Week 4: How Nature Can Nurture Our Product

After watching the biomimicry and architecture videos I know that it is incredibly important to utilize mother nature and how the nature can mentor and lead us in our project. For example, we can mimic nature by looking at the surrounding animals and how they are surviving with just as little nutrients. Also, we can see if any plants or bacteria can help when we want to preserve our muffins for the most lasting they can be. And lastly, we can use the natural growth of children to see if our products are at all useful. For example, if the product are helping the kids grow taller and gain weight, then we know they are absorbing most, if not all, of the nutrients.

The life principle that I chose to indulge in was “Optimize not Maximize”. Why I like this one so much is that it is so crucial in life; whether it’s personal or academic related. Time is a finite resource so if we can figure out how to optimize it rather than using a lot of it and not really getting anything accomplished, it is much better. For example, if there was a competing group that was also doing a muffin product for children and my group realized that it would become too cost ineffective to have all four of the nutrients in the muffins, so instead we just add three of them but the other team tries to find a way to add all four, at the end of the term my group will still have a working product that the families can afford. It may only provide 75% of the nutrients, but 75% is better than none. While the other team took too long trying to establish the four nutrients they will either have no product or one that the families won’t buy because it is too expensive and they cannot afford it.

Cradle to Cradle is really important and I think it provides valuable lessons for a business, project, or just in personal life. For example, when examining the inside health of something; you have to take into account what’s going inside a product and the effects it has on the environment it’s going in. For example, in our muffin project we are adding micronutrients and we need to make sure that there are no terrible and unknown long term side effects for these children. We know that it’s a fine solution for short term, but long term we need to research more. If we don’t and kids are having these terrible diseases and side effects, that would not only defeat the purpose of the product, it would also be absolutely horrendous.

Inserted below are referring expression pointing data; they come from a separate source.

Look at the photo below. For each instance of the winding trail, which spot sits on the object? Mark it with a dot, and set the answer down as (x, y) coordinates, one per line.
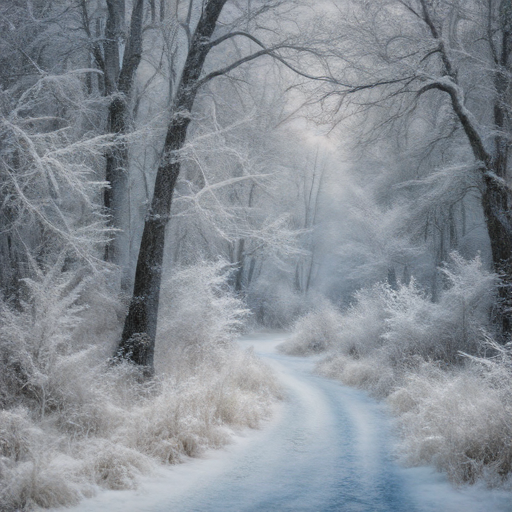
(327, 449)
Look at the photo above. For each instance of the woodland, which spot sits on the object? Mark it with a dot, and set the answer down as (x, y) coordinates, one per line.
(174, 173)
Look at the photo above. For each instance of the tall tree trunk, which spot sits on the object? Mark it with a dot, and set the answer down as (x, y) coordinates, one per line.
(141, 320)
(115, 197)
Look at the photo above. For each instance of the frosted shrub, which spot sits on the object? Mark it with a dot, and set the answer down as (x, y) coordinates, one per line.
(275, 304)
(199, 315)
(72, 424)
(314, 332)
(453, 408)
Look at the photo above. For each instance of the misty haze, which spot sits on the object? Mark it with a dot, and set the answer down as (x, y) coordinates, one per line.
(256, 255)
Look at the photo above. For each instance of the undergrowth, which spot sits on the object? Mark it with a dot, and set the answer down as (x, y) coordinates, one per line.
(71, 424)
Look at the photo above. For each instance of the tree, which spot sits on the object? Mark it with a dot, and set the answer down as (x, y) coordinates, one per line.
(402, 51)
(117, 55)
(141, 320)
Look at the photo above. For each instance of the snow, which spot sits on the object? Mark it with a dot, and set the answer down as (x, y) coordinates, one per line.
(327, 448)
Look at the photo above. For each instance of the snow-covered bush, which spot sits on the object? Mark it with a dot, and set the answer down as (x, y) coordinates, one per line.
(199, 315)
(446, 381)
(71, 423)
(458, 420)
(415, 326)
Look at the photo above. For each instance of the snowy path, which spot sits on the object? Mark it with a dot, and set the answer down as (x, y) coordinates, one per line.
(327, 449)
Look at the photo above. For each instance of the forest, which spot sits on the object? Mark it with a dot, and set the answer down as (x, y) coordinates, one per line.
(174, 173)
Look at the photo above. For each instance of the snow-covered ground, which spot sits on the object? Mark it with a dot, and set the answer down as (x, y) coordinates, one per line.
(327, 448)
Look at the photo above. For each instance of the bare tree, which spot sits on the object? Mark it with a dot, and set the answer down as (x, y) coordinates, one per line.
(141, 320)
(399, 52)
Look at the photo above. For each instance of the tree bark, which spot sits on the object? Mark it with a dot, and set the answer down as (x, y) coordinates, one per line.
(143, 310)
(115, 197)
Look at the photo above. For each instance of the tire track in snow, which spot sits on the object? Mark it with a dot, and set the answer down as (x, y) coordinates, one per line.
(327, 449)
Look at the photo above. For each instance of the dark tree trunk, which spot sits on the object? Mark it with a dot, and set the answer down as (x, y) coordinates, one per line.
(115, 197)
(141, 319)
(497, 203)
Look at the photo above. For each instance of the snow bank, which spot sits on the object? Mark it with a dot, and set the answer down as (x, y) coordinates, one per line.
(72, 424)
(453, 409)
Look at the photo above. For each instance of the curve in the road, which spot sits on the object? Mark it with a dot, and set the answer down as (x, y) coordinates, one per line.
(328, 449)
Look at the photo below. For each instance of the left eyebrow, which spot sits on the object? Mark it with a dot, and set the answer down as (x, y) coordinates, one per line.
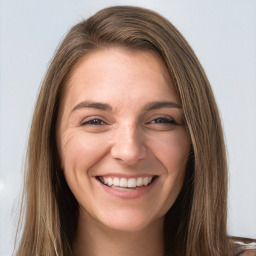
(91, 104)
(161, 104)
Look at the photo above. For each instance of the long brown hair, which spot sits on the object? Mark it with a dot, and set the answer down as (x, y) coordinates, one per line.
(200, 212)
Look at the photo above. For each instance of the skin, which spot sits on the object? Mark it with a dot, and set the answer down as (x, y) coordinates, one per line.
(125, 138)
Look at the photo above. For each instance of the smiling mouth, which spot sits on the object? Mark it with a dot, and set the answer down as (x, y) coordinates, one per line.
(125, 184)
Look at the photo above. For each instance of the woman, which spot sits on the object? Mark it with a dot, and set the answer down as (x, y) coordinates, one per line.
(126, 153)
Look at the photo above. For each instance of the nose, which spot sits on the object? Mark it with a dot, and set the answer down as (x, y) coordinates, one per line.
(128, 145)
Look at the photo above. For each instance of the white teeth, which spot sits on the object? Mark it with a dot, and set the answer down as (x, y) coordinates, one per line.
(110, 182)
(123, 182)
(139, 182)
(132, 183)
(145, 181)
(116, 182)
(126, 183)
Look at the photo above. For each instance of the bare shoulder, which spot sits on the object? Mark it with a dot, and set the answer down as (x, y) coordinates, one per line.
(244, 246)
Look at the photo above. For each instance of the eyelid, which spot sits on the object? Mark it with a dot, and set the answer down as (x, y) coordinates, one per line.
(167, 117)
(91, 118)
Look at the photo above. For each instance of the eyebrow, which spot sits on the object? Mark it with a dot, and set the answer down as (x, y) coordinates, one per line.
(91, 104)
(161, 104)
(148, 107)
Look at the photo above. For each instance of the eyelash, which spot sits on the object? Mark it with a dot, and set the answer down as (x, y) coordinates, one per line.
(159, 120)
(164, 121)
(93, 121)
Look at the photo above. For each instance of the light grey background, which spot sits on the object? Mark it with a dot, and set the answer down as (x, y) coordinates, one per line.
(223, 35)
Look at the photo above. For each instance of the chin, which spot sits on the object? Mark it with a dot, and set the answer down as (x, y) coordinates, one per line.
(130, 221)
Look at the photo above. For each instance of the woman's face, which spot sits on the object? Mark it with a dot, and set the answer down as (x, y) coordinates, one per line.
(122, 140)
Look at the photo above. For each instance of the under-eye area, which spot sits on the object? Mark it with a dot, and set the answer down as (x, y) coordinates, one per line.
(127, 183)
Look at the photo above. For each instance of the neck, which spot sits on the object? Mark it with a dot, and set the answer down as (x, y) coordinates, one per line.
(94, 239)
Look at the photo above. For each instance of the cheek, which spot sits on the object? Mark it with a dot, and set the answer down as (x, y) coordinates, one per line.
(173, 151)
(80, 152)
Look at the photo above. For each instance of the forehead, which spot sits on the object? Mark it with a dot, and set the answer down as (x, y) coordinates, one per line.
(116, 71)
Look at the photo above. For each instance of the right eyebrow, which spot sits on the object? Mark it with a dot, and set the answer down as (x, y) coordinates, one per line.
(92, 104)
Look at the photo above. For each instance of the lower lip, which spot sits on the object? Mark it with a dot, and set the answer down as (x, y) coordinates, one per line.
(131, 194)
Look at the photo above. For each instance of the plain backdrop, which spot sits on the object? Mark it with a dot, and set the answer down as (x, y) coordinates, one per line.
(223, 35)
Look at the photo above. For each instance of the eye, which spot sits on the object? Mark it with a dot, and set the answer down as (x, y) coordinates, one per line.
(163, 120)
(93, 121)
(162, 123)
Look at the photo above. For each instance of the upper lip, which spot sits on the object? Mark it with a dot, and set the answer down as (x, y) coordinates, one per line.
(127, 176)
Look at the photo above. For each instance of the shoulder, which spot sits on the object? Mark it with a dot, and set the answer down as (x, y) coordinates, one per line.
(244, 246)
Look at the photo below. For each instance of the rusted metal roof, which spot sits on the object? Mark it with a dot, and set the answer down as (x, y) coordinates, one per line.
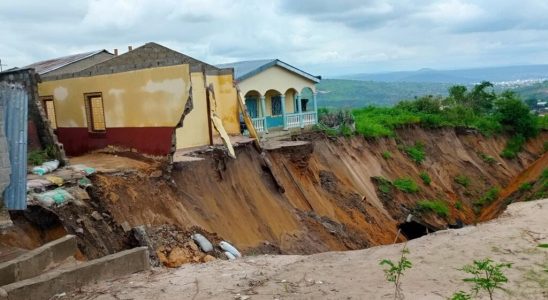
(14, 98)
(49, 65)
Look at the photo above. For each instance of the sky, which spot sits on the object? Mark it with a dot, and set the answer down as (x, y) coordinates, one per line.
(328, 38)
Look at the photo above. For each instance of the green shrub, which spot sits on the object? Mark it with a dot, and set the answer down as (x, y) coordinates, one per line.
(416, 153)
(487, 158)
(463, 180)
(406, 185)
(437, 206)
(36, 157)
(491, 195)
(384, 185)
(526, 186)
(513, 147)
(425, 177)
(486, 276)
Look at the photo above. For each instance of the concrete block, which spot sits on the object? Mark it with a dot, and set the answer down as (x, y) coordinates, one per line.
(66, 280)
(36, 261)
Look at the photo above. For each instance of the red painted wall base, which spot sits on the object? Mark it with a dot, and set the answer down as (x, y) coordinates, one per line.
(149, 140)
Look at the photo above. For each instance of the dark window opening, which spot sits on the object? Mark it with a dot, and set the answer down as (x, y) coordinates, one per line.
(95, 112)
(276, 105)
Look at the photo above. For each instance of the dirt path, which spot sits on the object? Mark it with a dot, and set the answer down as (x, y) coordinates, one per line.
(514, 237)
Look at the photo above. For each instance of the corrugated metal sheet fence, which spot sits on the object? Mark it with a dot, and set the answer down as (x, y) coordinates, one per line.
(14, 98)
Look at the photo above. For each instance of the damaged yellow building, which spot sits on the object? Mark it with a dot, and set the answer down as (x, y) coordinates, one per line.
(151, 99)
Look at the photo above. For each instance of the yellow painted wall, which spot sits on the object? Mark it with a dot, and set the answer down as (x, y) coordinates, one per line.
(195, 130)
(226, 102)
(152, 97)
(276, 78)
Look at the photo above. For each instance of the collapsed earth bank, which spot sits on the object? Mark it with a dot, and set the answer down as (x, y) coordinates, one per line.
(300, 198)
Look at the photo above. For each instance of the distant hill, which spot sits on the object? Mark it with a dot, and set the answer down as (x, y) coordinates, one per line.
(340, 93)
(463, 76)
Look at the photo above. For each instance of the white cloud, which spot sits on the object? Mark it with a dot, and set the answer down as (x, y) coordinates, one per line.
(322, 36)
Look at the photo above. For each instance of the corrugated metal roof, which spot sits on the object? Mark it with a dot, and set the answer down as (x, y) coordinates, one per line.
(49, 65)
(249, 68)
(14, 98)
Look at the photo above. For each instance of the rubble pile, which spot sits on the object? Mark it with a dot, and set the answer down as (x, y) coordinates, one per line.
(175, 247)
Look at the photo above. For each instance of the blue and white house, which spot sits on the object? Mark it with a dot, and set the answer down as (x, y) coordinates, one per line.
(277, 95)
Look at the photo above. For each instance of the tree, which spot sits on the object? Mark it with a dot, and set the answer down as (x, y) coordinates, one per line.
(515, 116)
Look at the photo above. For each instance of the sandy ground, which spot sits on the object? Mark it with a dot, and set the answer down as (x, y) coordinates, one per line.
(514, 237)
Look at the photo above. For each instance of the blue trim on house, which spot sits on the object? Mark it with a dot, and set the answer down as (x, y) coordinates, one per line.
(273, 122)
(247, 69)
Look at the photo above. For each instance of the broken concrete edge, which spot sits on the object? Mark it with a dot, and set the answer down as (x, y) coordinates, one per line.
(65, 280)
(36, 261)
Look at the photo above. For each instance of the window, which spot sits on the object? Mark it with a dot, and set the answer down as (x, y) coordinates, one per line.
(304, 104)
(49, 108)
(276, 105)
(95, 112)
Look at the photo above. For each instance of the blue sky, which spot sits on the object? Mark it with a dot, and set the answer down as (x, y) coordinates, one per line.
(323, 37)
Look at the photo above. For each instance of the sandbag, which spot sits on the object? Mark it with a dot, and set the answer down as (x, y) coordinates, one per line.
(229, 248)
(83, 168)
(38, 184)
(229, 255)
(46, 167)
(202, 242)
(55, 180)
(57, 196)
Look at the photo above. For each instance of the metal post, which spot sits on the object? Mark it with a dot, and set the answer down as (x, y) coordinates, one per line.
(263, 113)
(300, 110)
(315, 107)
(284, 115)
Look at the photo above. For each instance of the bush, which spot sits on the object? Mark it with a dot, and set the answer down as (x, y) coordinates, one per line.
(486, 276)
(487, 158)
(526, 186)
(425, 178)
(381, 122)
(38, 157)
(384, 185)
(463, 180)
(491, 195)
(437, 206)
(513, 147)
(416, 153)
(406, 185)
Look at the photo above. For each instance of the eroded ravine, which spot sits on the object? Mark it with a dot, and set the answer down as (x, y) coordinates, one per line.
(329, 200)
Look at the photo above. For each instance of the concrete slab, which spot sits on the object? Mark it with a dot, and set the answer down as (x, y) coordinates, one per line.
(274, 145)
(34, 262)
(68, 279)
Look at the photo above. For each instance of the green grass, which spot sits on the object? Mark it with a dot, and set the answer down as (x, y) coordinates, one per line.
(406, 185)
(527, 186)
(38, 157)
(375, 122)
(437, 206)
(487, 158)
(384, 185)
(425, 177)
(416, 152)
(513, 147)
(463, 180)
(491, 195)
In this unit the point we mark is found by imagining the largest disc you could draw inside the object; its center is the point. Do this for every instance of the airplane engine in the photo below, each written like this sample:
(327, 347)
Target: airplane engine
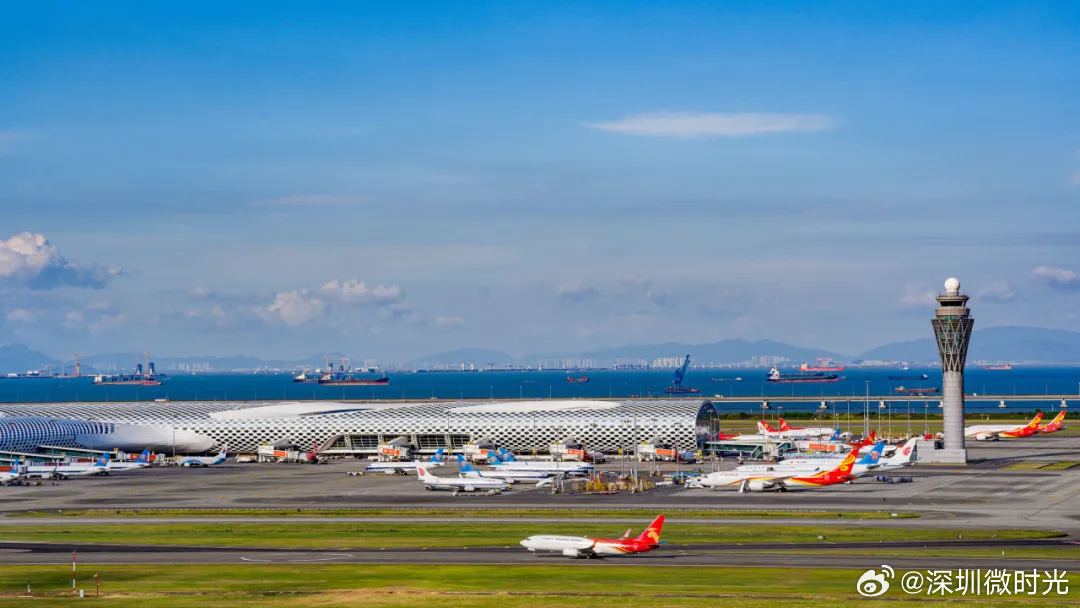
(757, 485)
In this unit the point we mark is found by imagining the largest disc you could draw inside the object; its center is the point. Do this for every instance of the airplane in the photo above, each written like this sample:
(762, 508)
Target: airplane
(590, 548)
(16, 473)
(1056, 424)
(467, 470)
(811, 433)
(457, 484)
(205, 460)
(99, 467)
(407, 467)
(140, 462)
(804, 465)
(994, 432)
(545, 467)
(779, 480)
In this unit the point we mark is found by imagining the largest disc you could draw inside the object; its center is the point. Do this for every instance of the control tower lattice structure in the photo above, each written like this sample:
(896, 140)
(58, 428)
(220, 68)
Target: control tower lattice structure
(953, 324)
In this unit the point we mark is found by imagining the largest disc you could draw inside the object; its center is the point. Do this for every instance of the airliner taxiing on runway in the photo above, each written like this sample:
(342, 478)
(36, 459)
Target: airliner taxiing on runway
(589, 548)
(994, 432)
(206, 460)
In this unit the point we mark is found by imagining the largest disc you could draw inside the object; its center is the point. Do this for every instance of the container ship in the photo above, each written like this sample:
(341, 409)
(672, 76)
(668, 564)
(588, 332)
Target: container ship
(904, 391)
(823, 365)
(139, 378)
(775, 376)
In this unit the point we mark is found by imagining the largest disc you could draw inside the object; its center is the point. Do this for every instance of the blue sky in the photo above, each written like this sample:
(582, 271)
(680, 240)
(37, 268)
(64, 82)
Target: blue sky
(393, 179)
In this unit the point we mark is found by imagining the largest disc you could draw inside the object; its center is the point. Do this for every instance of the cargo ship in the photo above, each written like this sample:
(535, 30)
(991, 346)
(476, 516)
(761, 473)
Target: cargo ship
(349, 380)
(149, 378)
(904, 391)
(822, 366)
(919, 377)
(775, 376)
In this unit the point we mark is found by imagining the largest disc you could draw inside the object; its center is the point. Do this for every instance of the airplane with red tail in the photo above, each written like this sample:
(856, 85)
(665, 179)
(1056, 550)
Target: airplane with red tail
(590, 548)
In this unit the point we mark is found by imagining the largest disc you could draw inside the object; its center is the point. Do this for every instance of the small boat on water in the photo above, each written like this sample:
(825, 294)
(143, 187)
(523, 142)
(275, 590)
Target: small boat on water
(928, 391)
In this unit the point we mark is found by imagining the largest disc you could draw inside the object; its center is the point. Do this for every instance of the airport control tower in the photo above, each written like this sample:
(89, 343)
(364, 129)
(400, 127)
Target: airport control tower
(953, 325)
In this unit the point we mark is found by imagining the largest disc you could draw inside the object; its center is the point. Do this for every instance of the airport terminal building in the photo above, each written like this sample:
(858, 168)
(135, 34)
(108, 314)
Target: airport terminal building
(356, 428)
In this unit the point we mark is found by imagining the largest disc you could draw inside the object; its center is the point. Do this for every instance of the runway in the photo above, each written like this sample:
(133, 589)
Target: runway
(798, 555)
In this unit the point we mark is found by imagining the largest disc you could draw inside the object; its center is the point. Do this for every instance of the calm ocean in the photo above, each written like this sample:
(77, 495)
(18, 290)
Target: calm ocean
(543, 384)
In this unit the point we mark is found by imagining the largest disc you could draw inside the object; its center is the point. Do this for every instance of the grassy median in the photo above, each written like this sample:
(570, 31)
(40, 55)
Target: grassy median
(507, 586)
(464, 534)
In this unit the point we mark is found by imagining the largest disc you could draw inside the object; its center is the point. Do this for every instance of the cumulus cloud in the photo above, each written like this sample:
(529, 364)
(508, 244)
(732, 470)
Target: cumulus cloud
(446, 322)
(577, 292)
(918, 295)
(19, 315)
(30, 260)
(700, 125)
(1056, 278)
(313, 201)
(293, 308)
(359, 293)
(999, 292)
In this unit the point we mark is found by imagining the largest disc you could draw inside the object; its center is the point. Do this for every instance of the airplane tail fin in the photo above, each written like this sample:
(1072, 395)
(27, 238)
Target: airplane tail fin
(874, 455)
(464, 467)
(652, 532)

I think that there is a lot to learn from people; especially those around us. Something we think we know everything and we don’t necessarily think that those around us can teach us anything but that is intact very wrong. My friend, for example, she has always wanted to go into cardiovascular surgery and ever since she was a little girl, she would come back to my house and show me and my family videos and articles of things she’s learned about. Whether it was a new surgery technique or a doctor that popped pimples for a living, she was always so excited about it. This really got me excited because of the passion she shared for this topic that was once so disgusting to me and now I’m premed too. Another example is my friend who shared with me a chemistry technique for solving problems with finding the amount of moles or partial pressures; ICE. Before she taught it to me, I had absolutely no idea how to solve them and now it’s become almost second nature to me to use the ICE table. And lastly, my boyfriend has gotten me interested and able to appreciate the beauty and values of cars. It may sound silly, but I used to not care about what car someone drove, the tires, the rim, or the RMP, etc. Now, I still don’t really care, but I don’t roll my eyes anymore when boys are gawking at the fancy new car that drove down the street.

I think that it’s so important to stop holding one’s ego and pride so high that they don’t even consider that other people have amazing insight to offer that can make your life easier, or in case of the business, the product even more successful.